Огорченно вздохнув, я отправился мыться. Налил в шайку воды из горячего крана, а она оказалась холодной. И тут я снова оплошал. Ребята чуть плеснулись для вида и айда одеваться. Я же намылился, замешкался обмываясь и пришел туда, где раздавали обмундирование, как говорят, к шапошному разбору.

Тут я вторично встретился с Каверзиным. Он наблюдал, как толстогубый, усатый старшина раздавал шинели, гимнастерки и всё остальное. Когда я предстал перед ним, выбора почти не было. Ни одна гимнастерка не сходилась на шее. Наконец выдали самую просторную, с большой заплатой на животе. Но и она не застегнулась. Каверзин морщился. А когда ему все это надоело, он посмотрел многозначительно на меня и уверенно заявил, повернувшись к старшине:

— Выдайте. Через неделю сойдется по всем параметрам.

Тон этого заявления не сулил мне ничего хорошего. А с ботинками вышло и того хуже. Осталась последняя пара: левый сорок третьего размера, а правый — сорок пятого.

Терпение Каверзина лопнуло. Он куда-то торопился, поэтому скороговоркой процедил сквозь зубы:

— Завтра разберемся, — и зычно скомандовал: — Курсанты, на выход!

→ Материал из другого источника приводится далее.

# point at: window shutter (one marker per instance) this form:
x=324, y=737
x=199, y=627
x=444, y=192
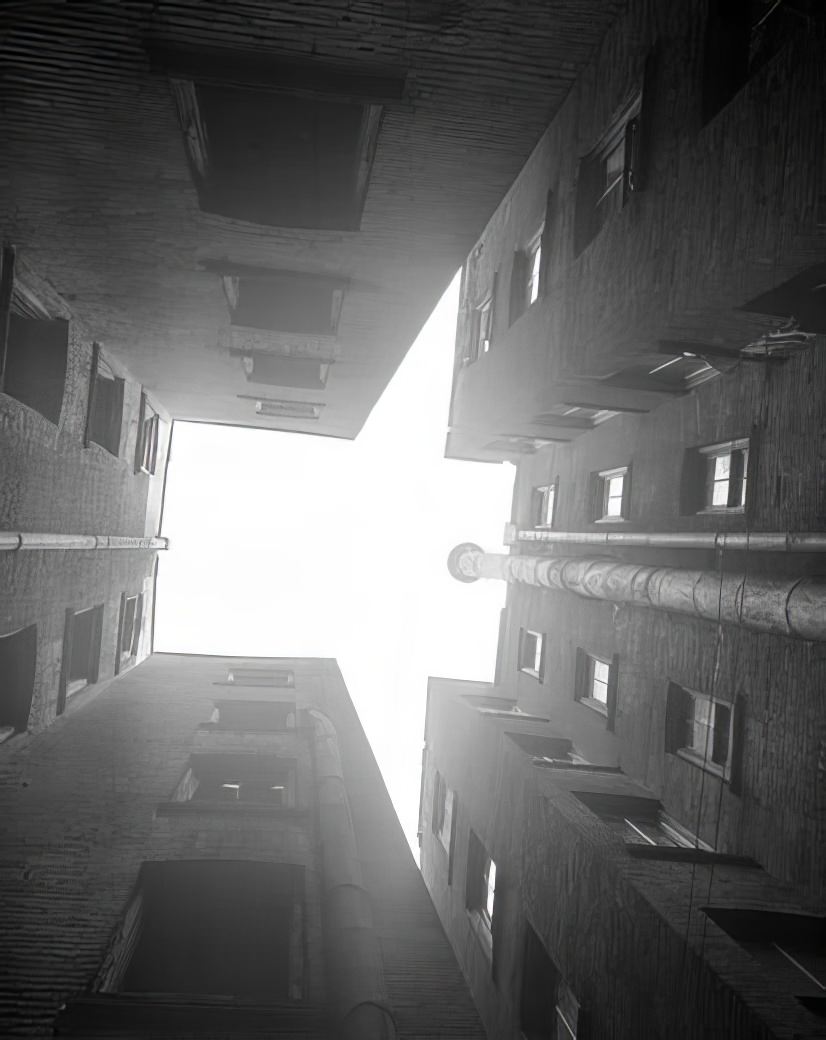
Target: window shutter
x=66, y=660
x=613, y=681
x=494, y=289
x=518, y=282
x=626, y=493
x=119, y=647
x=139, y=441
x=581, y=674
x=692, y=486
x=544, y=262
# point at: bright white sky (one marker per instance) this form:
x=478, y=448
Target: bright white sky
x=288, y=545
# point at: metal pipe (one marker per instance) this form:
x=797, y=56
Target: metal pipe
x=770, y=541
x=786, y=607
x=13, y=541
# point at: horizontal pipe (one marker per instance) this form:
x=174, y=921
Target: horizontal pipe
x=758, y=541
x=786, y=607
x=13, y=541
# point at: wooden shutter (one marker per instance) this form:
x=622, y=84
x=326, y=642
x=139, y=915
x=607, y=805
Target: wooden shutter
x=692, y=484
x=518, y=286
x=66, y=660
x=119, y=646
x=613, y=682
x=494, y=291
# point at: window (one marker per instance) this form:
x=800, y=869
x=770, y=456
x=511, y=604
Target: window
x=105, y=406
x=547, y=1008
x=443, y=812
x=481, y=887
x=481, y=329
x=612, y=495
x=147, y=446
x=261, y=717
x=609, y=174
x=639, y=821
x=699, y=729
x=532, y=653
x=33, y=361
x=740, y=39
x=280, y=141
x=216, y=782
x=81, y=652
x=525, y=277
x=259, y=677
x=595, y=683
x=128, y=630
x=18, y=661
x=228, y=929
x=790, y=947
x=544, y=504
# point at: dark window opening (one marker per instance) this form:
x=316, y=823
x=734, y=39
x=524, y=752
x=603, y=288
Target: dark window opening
x=238, y=779
x=741, y=37
x=18, y=660
x=481, y=883
x=286, y=302
x=105, y=406
x=790, y=947
x=81, y=652
x=261, y=717
x=147, y=446
x=547, y=1008
x=532, y=653
x=801, y=299
x=128, y=630
x=276, y=158
x=224, y=929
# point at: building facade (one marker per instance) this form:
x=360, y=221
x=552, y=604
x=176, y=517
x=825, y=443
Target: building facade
x=207, y=848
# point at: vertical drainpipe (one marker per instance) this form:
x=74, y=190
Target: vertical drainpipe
x=358, y=997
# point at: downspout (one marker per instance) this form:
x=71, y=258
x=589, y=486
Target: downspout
x=14, y=541
x=795, y=608
x=785, y=541
x=358, y=995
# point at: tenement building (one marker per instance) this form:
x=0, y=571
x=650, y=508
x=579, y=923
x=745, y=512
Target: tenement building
x=207, y=849
x=625, y=833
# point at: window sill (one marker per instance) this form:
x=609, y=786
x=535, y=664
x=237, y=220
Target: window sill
x=594, y=705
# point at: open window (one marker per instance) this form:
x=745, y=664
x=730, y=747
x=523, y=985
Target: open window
x=639, y=821
x=18, y=660
x=790, y=947
x=279, y=140
x=254, y=717
x=147, y=443
x=525, y=277
x=33, y=357
x=104, y=417
x=611, y=495
x=80, y=663
x=481, y=883
x=231, y=930
x=543, y=501
x=595, y=683
x=215, y=782
x=700, y=729
x=609, y=173
x=129, y=622
x=548, y=1009
x=532, y=653
x=715, y=477
x=240, y=676
x=740, y=40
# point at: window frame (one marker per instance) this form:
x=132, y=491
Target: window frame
x=677, y=723
x=535, y=664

Старшина поспешно сунул мне портянки и обмотки. Я в свою очередь сунул их в карман шинели, а «разнокалиберные» ботинки надел на босу ногу. Хотел застегнуть шинель, но, не обнаружив пуговиц, затянулся ремнем и в таком виде поспешил вслед за всеми. Мне тогда было невдомек, что у солдатской шинели вместо золотистых пуговиц, какие я видел у Каверзина, всего лишь крючки.

На улице хозяйничал вечерний морозец. Был конец марта. Под ногами скрипел снег. После холодной бани стало ещё холоднее. Я поеживался. Да и на душе стало зябко, словно на нее плеснули из ледяного ушата. Идти в затрапезном виде было совестно. Утешало то, что уже стемнело и никто не видел меня в эти минуты. Однако позже я убедился, что Каверзин все взял на заметку. В глазах его с первой встречи я потерял всякое уважение.

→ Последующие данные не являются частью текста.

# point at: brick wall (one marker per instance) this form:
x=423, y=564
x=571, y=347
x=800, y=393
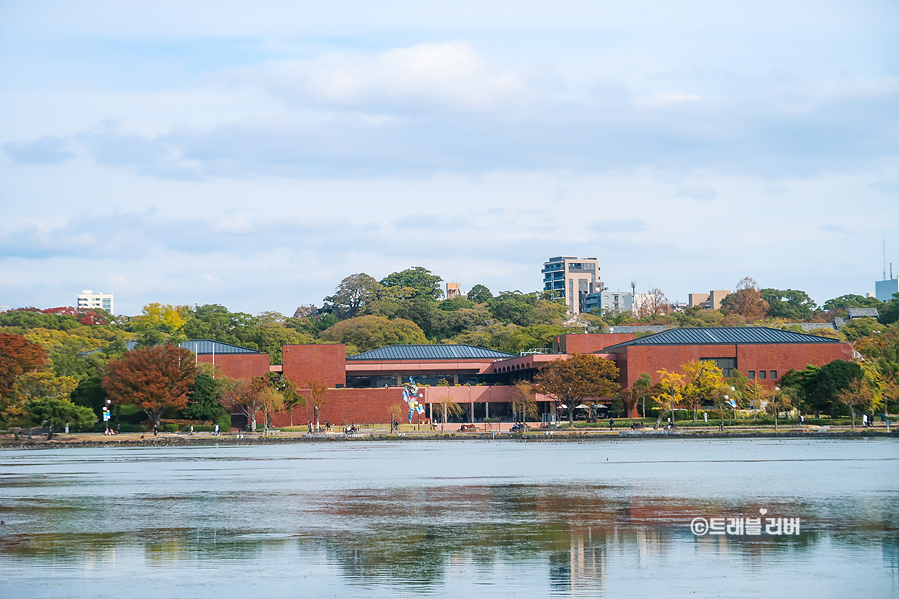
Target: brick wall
x=590, y=342
x=323, y=363
x=238, y=366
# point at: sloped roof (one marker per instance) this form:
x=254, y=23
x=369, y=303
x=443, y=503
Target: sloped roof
x=723, y=336
x=431, y=352
x=206, y=346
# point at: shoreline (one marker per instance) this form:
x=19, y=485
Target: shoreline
x=178, y=440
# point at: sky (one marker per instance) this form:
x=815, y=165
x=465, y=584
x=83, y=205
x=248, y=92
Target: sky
x=253, y=154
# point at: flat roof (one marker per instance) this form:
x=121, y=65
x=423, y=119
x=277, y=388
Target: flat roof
x=430, y=352
x=723, y=336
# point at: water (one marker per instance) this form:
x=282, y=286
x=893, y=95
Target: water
x=450, y=519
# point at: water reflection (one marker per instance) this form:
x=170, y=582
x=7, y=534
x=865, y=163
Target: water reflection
x=294, y=518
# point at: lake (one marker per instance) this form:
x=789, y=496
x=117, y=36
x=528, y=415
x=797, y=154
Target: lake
x=454, y=519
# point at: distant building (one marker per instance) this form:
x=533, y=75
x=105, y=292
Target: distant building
x=615, y=301
x=711, y=300
x=88, y=300
x=572, y=279
x=884, y=290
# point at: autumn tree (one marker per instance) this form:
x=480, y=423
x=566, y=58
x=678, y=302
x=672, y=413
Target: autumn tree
x=18, y=356
x=703, y=379
x=524, y=401
x=580, y=378
x=670, y=393
x=152, y=379
x=858, y=395
x=446, y=407
x=316, y=396
x=371, y=332
x=746, y=301
x=780, y=400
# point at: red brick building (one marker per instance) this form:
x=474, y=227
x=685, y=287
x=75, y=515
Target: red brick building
x=367, y=388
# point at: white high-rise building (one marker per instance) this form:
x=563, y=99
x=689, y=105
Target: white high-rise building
x=89, y=300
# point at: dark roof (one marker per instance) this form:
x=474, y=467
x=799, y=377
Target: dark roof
x=205, y=346
x=723, y=336
x=431, y=352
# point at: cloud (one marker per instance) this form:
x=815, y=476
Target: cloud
x=452, y=75
x=660, y=100
x=697, y=192
x=630, y=225
x=46, y=150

В казарме мне досталась койка на втором этаже, то есть навинченная на нижнюю. Заснул я не сразу, хоть и утомился. Сначала вспомнилось, как провожал меня в армию отец. Он был не только хорошим врачом, но и одним из самых уважаемых людей в деревне. Многие жители даже приглашали его на свадьбы, считая для себя большой честью. Когда же в колхозе узнали, что он провожает в армию сына, дали лучшего рысака. Отец сам правил лошадью. Её не нужно было подгонять. Мы и так мчались стрелой. Из-под копыт, ударяясь о передки саней, летели спрессованные ошметки снега. Но мысли мои обгоняли бег рысака. Я стремился вперед, как будто в училище только одного меня и ждали, и уже видел себя офицером. Теперь, после бани, мое романтическое настроение поблекло, испарилось, словно мне в один миг подрезали крылья.

Сомкнув глаза, я подумал и о своих валенках. В голове мелькнула догадка, что они теперь ничейные и потому не иначе как достанутся Каверзину. Недаром же он с таким вожделением смотрел на них. Мне было неприятно, что доставил ему такой незаслуженный подарок.

...Утром в казарме раздалась команда: «Подъем!!!» Я тотчас спрыгнул со «второго этажа» и чуть не угодил на голову одному из своих товарищей. В проходе между койками создалась суетливая неразбериха. Я напялил широченные брюки галифе, надeл гимнастерку с уже упомянутой заплатой, сунул ноги в злосчастные ботинки и, прихрамывая, побежал на перекличку.

— Взвод, стройся! — скомандовал Каверзин. — Равняйсь!

Мы потоптались, как стадо баранов, но наконец выстроились в одну шеренгу. И тут к нам подошел офицер с тремя звездочками на золотых погонах. Видели бы вы, как поспешил к нему навстречу Каверзин. Он приближался строевым шагом, а казалось, летел на цыпочках в своих кирзовых сапогах гармошкой. Весь напружинился, подскочил, по-петушиному выпятив грудь, отдал честь с каким-то особым, непередаваемым словами форсом и отрапортовал:

— Товарищ командир роты! Взвод выстроен на утреннюю перекличку.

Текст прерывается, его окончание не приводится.